Maybe you’ve heard this one before: California American Water, the utility serving some 100,000 customers on the Monterey Peninsula, is trying to build a desalination plant in Marina to transform brackish water into drinking water. In the decades that this concept has been taking shape, a variety of groups have organized to oppose it, arguing it’s too costly and serves Cal Am investors more than customers turning on the tap.
Sara Rubin here to say (spoiler alert!) I’ve heard this one before, because variations of this confrontation have played out again and again, in local government chambers, in state government offices, in courtrooms and beyond. Tomorrow, June 23, the next chapter will play out at noon in San Francisco where the State Lands Commission is scheduled to take up a proposal for a lease by Cal Am for a portion of the four subsurface slant wells (plus a test well) that would pipe water into the desal facility.
This is a very specific request for a very specific piece of earth under the jurisdiction of the State Lands Commission, responsible for managing some 4 million acres of California that is submerged underwater. In this case, Cal Am is asking to lease the portion of the wells that would poke out beyond the beachfront—about 130 to 200 feet in length—and would be 196 feet under the sea floor. Cal Am would pay $2,282 per year for the lease term, proposed from June 23, 2026 through Jan. 1, 2050.
The staff of the State Lands Commission recommends commissioners approve the lease in a 132-page report. Far more of the report is devoted to what this decision is not about than what it is about.
It is not a ruling on water rights, which is the subject of ongoing litigation filed by the City of Marina. It is not a determination on fairness, noting that the City of Marina would host the plant and wellheads, but is outside of Cal Am’s service area. It is not a decision about the cost of water. It is not a determination on whether the desalination plant is even needed at all.

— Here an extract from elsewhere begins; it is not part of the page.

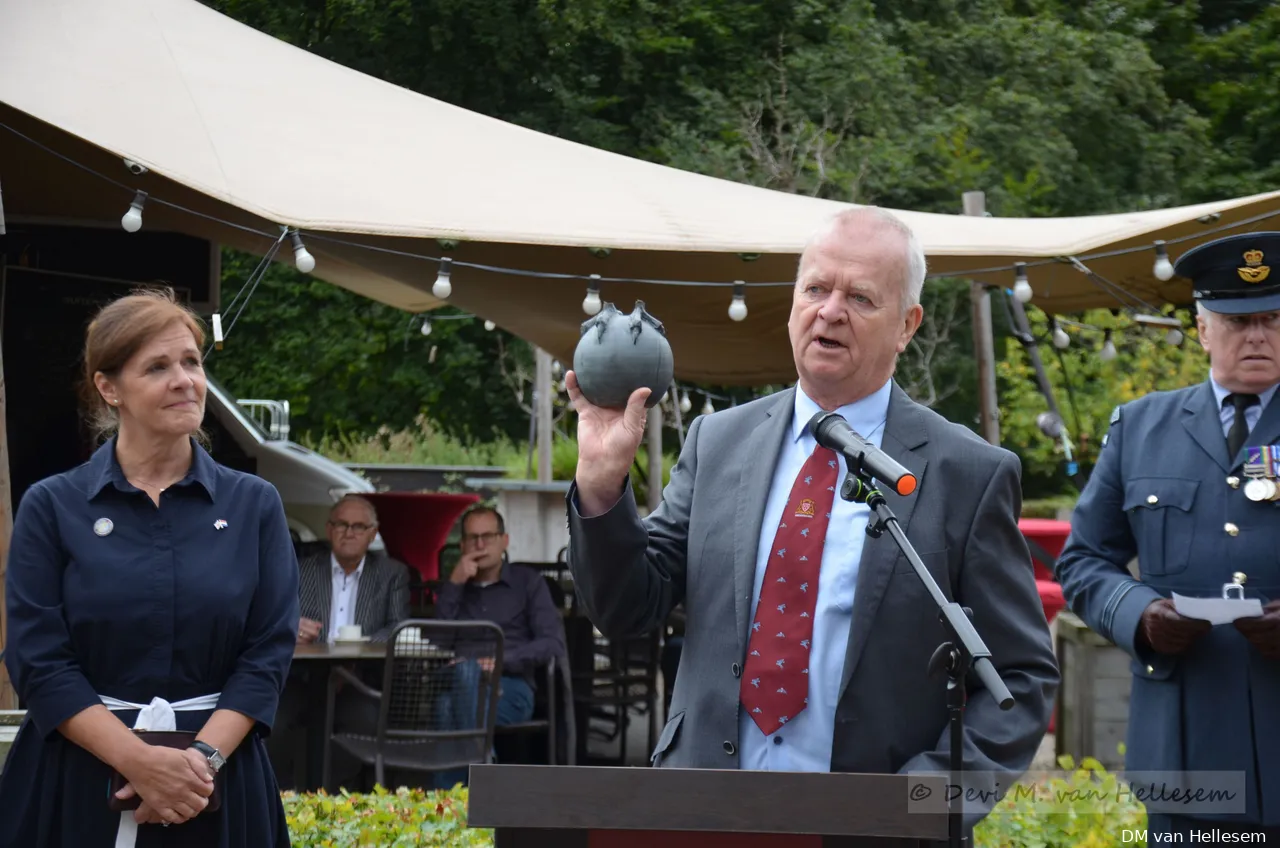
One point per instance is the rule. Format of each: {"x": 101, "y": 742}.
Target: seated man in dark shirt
{"x": 483, "y": 587}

But opponents of the desal project in Marina at least want members of the State Lands Commission to hear those concerns, and they plan to speak out during the hearing. Marina Mayor Bruce Delgado, City Councilmember Kathy Biala and City Manager Layne Long (joined by their attorney) plan to be at the hearing in San Francisco in person.

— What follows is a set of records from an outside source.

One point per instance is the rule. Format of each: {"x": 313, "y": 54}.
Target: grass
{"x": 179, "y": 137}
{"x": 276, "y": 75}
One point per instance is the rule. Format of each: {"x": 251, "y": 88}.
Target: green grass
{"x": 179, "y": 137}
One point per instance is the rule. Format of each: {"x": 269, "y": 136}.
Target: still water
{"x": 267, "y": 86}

Others will join by Zoom from Marina City Hall, including Councilmember Liesbeth Visscher, who has long been active in the group Citizens for Just Water. More than the specifics of the lease proposal—no ground in the State Lands Commission jurisdiction will be disturbed and it will be nearly 200 feet under the ocean floor—Visscher says it’s another chance for the public to weigh in and pursue a relentless mission to scuttle the desal project. “This is a chance for us to get this all stopped,” she says.
Tomorrow’s hearing may well be a replay of arguments we’ve heard before, but given the narrow scope of the State Lands Commission, I think the part where Cal Am gets the green light to continue is likely to replay as well.